And Robert, I think, puts his finger on it completely. We have lost touch with the essence of war, with what it is. We understood, after our defeat in Vietnam, the horror that war is, the atrocity, our own capacity for evil. We asked questions about ourselves that we had not asked before as a country, as a nation. We had to grapple with things that had been done in our name that were war crimes. But this has all been dissipated, through the Reagan administration, culminating with the Persian Gulf War, where, of course, death in the Persian Gulf War was hidden from public view. We—the press was not allowed to cover the bodies coming back at Dover because war isn’t about death, as it’s presented by the state and the press; war is about self-aggrandizement. It’s about—it’s about nobility. It’s about all these abstract terms like “patriotism” and “glory” that, after 30 seconds of combat, are rended hollow and ridiculous. And Robert puts his finger exactly on it. We, as a country, and those who are leading us have lost touch with what war is, what war’s essence is and how it can pervert and distort and destroy us, just as once we begin the destruction of the other.
AMY GOODMAN: You write in your book, Chris Hedges, War is a Force That Gives Us Meaning, “During conflicts, these hidden burial places are spoken of in hushed and nervous whispers. As wars wind to a close the killers make frantic and often futile efforts to hide their crimes. They bulldoze fields where bodies are buried, as they did in Srebrenica, dynamite mine shafts where bodies were dumped, or dissolve the corpses in acid. But the industrial-scale killing of the twentieth century makes such erasure difficult. And years later there often is a dogged and methodical effort, usually by lonely dissidents, to uncover the past. These statisticians wield with index cards the fate of despots, the return of historical memory and, finally, hope.” What about that? What about the mass graves and what happens after? And we know it from the Persian Gulf War with the Highway of Death.
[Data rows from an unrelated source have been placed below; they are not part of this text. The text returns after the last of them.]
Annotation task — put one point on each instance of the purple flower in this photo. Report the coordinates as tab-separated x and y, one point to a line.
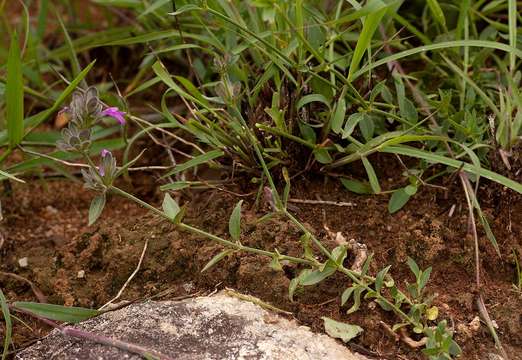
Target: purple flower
115	113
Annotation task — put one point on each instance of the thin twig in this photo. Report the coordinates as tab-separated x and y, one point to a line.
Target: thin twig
99	339
36	291
321	202
130	277
81	165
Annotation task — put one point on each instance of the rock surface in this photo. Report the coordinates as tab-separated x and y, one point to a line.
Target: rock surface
205	328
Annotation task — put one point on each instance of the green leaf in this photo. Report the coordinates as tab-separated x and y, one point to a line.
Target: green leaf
119	3
398	199
338	116
371	22
408	110
57	312
8	324
170	207
97	205
307	99
372	177
357	187
424	278
198	160
413	267
322	155
9	176
457	164
367	127
292	287
346	295
178	185
14	94
234	223
379	279
356	300
217	259
339	330
35	120
441	45
437	12
352	122
316	276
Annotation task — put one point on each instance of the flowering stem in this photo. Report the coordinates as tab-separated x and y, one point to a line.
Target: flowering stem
208	235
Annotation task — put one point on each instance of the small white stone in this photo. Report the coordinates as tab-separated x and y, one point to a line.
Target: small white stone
23	262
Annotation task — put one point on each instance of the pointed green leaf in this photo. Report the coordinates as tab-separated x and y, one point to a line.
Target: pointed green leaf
322	155
57	312
14	94
413	266
372	177
234	223
338	116
170	207
371	22
398	199
198	160
217	259
437	12
97	205
339	330
8	324
357	187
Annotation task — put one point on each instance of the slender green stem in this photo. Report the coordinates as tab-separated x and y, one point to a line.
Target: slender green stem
208	235
5	154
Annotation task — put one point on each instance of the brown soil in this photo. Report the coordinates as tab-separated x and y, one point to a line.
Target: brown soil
46	222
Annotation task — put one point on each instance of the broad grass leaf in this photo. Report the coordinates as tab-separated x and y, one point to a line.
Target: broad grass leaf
316	276
371	22
339	330
57	312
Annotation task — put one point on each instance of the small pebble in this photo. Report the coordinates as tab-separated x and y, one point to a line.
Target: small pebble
23	262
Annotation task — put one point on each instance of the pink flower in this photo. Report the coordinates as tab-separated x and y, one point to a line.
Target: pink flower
115	113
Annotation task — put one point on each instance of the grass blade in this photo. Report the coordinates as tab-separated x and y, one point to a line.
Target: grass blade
198	160
14	94
437	46
57	312
435	158
8	324
371	22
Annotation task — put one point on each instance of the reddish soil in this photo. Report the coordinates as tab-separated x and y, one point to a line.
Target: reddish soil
46	222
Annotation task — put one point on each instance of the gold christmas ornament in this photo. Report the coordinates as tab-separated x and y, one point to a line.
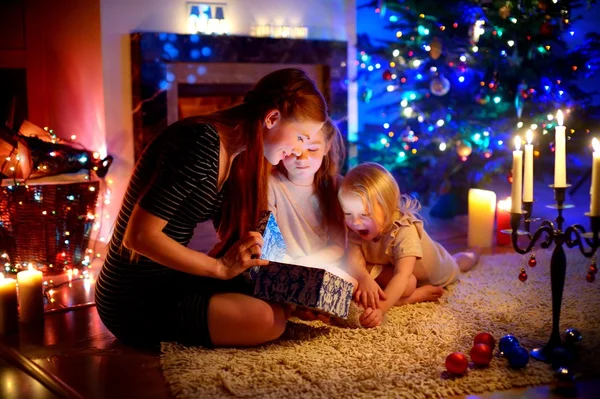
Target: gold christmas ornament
436	48
504	11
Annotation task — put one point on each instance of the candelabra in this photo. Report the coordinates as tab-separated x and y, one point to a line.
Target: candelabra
572	236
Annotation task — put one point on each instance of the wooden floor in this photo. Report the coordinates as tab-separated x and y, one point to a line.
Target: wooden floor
74	355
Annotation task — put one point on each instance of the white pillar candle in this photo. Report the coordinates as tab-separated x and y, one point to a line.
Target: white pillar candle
482	208
560	157
31	295
595	189
517	185
9	316
528	176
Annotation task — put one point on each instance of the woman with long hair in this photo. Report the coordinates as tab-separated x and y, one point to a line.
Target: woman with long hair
153	288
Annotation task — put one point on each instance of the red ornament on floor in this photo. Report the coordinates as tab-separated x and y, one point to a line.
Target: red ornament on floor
532	262
485	338
481	354
456	363
523	275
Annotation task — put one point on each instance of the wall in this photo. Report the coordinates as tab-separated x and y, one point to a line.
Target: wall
64	69
326	19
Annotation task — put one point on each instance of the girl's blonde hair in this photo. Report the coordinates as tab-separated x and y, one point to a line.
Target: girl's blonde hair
374	183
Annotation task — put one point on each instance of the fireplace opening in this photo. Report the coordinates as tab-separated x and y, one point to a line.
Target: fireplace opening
13	97
202	99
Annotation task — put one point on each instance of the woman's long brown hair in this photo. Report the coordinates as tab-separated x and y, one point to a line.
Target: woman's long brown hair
296	97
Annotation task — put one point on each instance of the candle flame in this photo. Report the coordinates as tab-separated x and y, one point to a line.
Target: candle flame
559	118
529	136
505	205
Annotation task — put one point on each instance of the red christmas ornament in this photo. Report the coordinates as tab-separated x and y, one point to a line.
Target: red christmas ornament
456	363
485	338
523	275
532	262
481	354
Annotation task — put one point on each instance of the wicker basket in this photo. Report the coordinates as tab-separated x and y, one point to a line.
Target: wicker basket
46	224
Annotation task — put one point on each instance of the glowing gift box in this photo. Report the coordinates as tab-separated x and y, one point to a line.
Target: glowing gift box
313	287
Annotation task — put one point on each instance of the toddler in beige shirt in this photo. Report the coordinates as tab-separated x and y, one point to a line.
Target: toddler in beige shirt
390	254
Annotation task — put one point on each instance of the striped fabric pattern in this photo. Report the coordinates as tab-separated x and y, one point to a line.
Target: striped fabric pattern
175	179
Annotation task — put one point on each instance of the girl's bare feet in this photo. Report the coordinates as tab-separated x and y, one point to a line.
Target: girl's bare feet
426	293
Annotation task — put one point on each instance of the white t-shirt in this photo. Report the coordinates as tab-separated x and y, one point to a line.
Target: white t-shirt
296	210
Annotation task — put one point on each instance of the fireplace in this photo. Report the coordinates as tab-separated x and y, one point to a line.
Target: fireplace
13	97
175	76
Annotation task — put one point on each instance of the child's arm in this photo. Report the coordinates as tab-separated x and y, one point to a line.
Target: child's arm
368	292
403	269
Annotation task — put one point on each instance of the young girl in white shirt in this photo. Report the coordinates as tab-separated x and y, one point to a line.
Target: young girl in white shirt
303	198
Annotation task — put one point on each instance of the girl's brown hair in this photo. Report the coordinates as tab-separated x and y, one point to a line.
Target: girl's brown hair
327	179
296	97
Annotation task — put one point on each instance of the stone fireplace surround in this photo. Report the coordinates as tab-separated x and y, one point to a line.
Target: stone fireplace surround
162	62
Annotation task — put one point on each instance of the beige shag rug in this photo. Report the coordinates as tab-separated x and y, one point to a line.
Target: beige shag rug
404	358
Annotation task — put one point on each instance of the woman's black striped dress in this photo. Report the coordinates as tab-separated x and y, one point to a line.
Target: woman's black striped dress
143	302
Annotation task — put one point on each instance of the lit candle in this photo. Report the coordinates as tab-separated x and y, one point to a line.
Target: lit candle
517	177
528	176
31	295
560	161
595	189
503	221
482	206
9	316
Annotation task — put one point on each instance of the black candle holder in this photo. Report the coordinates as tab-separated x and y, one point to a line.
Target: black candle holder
573	236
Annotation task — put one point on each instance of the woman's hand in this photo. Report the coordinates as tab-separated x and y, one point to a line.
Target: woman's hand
241	256
369	293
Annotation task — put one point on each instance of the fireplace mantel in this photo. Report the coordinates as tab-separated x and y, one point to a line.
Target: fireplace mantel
156	58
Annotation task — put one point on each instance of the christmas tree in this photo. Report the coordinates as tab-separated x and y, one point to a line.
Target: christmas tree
457	80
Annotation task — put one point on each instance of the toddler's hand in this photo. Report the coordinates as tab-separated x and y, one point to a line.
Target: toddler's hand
371	318
369	293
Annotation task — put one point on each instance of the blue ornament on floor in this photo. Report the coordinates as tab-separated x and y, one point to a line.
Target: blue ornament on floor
506	343
518	357
572	336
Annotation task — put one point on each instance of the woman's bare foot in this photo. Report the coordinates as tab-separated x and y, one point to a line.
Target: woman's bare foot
468	259
426	293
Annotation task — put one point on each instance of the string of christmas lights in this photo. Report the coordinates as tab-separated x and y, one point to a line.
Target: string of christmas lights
455	82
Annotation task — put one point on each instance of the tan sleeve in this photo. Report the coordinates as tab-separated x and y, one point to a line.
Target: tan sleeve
407	243
354	238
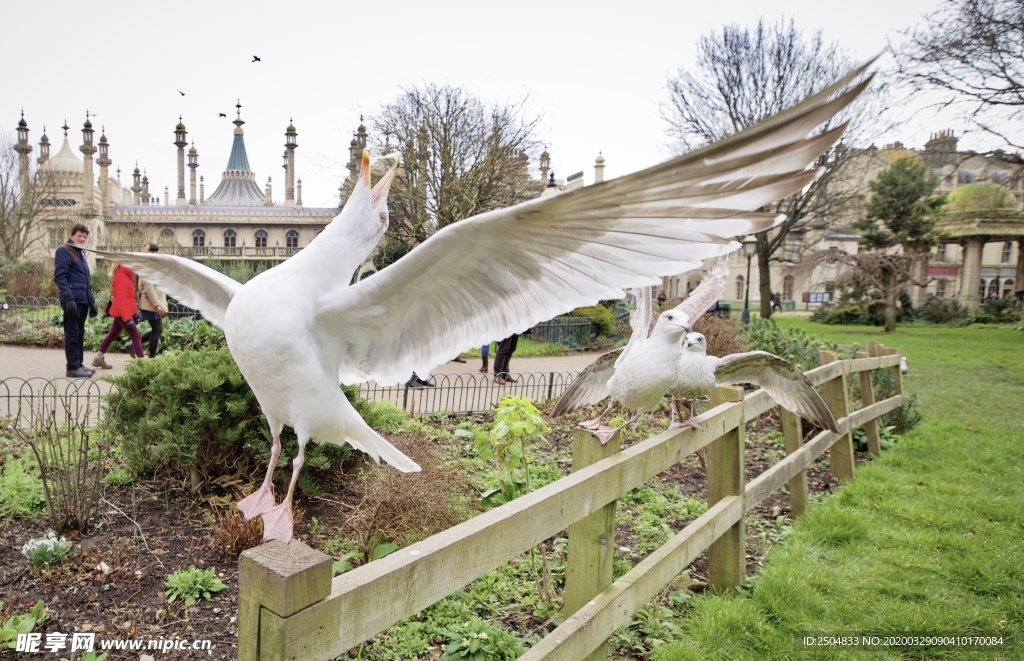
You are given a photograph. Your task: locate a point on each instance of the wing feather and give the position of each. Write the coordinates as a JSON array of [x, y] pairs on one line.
[[781, 380]]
CHRIS HEDGES: Well, what happens in—a lot of this is about language, and a lot of it is about the recovery of language, the recovery of a narrative. In wartime, people speak in the language in which they’re given, in the jingos and clichés handed to them by the state and parroted by the media: “Showdown with Iraq,” “Countdown with Iraq,” “shock and awe.” I mean, I teach a class of very bright kids at Columbia Journalism School, and I went in the other day, and I said, “Can someone explain to me what 'shock and awe' is?” And, of course, I’m referring to that first 48-hour period where they will drop 3,000 precision-guided weapons on Baghdad. What is shock and awe? And there was silence. And it’s—shock and awe is the indiscriminate murder of civilians, as if, you know, we’re going to be shocked and awed as these sort of weapons come heading for us. We’re not going to be shocked and awed; we’re going to be dead. And it’s those euphemisms that make it difficult—and I’m not picking on the students; it’s difficult for everyone—to think clearly about what’s happening. All of the—the whole notion of the war on terror, when you begin speaking in the language in which they hand you, it becomes very hard to think, and we become like the people we’re arrayed against. There’s a kind of frightening parody, or a mirroring, of this two-dimensional way that they speak and we speak.
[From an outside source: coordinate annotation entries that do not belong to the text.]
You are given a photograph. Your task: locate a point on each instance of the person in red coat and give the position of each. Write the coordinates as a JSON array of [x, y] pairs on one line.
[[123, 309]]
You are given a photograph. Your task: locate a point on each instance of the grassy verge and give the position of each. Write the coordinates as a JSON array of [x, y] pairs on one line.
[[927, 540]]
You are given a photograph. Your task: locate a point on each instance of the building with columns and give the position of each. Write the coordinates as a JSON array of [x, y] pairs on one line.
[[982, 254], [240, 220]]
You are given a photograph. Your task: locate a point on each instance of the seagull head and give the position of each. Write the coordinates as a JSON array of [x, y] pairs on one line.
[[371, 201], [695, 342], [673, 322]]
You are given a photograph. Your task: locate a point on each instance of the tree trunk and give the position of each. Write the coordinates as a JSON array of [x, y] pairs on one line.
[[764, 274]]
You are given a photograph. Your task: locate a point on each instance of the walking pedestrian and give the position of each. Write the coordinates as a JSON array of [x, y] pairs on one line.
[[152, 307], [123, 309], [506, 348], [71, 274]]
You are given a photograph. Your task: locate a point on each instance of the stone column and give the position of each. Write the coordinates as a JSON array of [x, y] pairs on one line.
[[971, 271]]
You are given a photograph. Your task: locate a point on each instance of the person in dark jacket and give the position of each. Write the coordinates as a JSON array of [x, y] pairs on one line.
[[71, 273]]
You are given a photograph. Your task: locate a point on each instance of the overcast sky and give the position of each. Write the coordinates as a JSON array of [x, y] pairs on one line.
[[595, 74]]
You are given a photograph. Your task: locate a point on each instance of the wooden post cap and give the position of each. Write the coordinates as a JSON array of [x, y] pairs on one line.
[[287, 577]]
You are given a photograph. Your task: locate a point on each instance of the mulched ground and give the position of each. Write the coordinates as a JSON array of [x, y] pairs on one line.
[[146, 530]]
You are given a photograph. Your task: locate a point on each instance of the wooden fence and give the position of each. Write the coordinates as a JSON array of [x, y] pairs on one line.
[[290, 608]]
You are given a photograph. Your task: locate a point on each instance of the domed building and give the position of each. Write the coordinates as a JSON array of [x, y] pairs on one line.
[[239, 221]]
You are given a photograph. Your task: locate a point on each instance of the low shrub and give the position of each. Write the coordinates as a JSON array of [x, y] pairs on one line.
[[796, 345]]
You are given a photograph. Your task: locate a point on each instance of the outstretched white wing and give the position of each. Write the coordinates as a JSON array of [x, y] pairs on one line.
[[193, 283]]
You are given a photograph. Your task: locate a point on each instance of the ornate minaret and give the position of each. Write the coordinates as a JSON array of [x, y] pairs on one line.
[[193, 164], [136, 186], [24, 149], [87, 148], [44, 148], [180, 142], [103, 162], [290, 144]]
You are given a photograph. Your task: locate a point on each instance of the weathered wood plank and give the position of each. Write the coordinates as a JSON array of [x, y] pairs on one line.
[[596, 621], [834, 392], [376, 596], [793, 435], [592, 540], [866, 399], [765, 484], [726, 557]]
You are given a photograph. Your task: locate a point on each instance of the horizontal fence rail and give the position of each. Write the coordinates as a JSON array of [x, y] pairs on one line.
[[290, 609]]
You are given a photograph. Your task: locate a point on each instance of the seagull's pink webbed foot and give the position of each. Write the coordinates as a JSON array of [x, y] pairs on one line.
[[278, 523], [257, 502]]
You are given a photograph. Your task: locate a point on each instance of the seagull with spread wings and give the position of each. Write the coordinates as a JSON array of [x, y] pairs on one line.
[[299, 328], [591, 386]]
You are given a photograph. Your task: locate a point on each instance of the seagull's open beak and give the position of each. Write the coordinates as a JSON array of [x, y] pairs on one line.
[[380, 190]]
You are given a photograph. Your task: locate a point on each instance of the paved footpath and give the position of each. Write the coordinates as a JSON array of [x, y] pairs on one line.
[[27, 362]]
And peace is about the recovery of a narrative, a narrative by which both victim and victimizers, oppressed and oppressors, can speak a common language. We saw this in South Africa with the Truth and Reconciliation Commission. Yes, the killers and the torturers for the apartheid regime were given amnesty, but not before they exposed their crimes. And it gave South Africans a common language, a common narrative by which they can speak. And until you get that common narrative, you cannot have peace. There is no peace in Bosnia. There’s only the absence of war, because you have in the schools, the Croat schools and the Serb-run schools and the Muslim schools, different histories being taught about current—about recent events, including this last war. So, it is these statisticians that you talk to. These lonely dissidents are giving us back the language by which we can speak. And until we have that language back, there is no peace.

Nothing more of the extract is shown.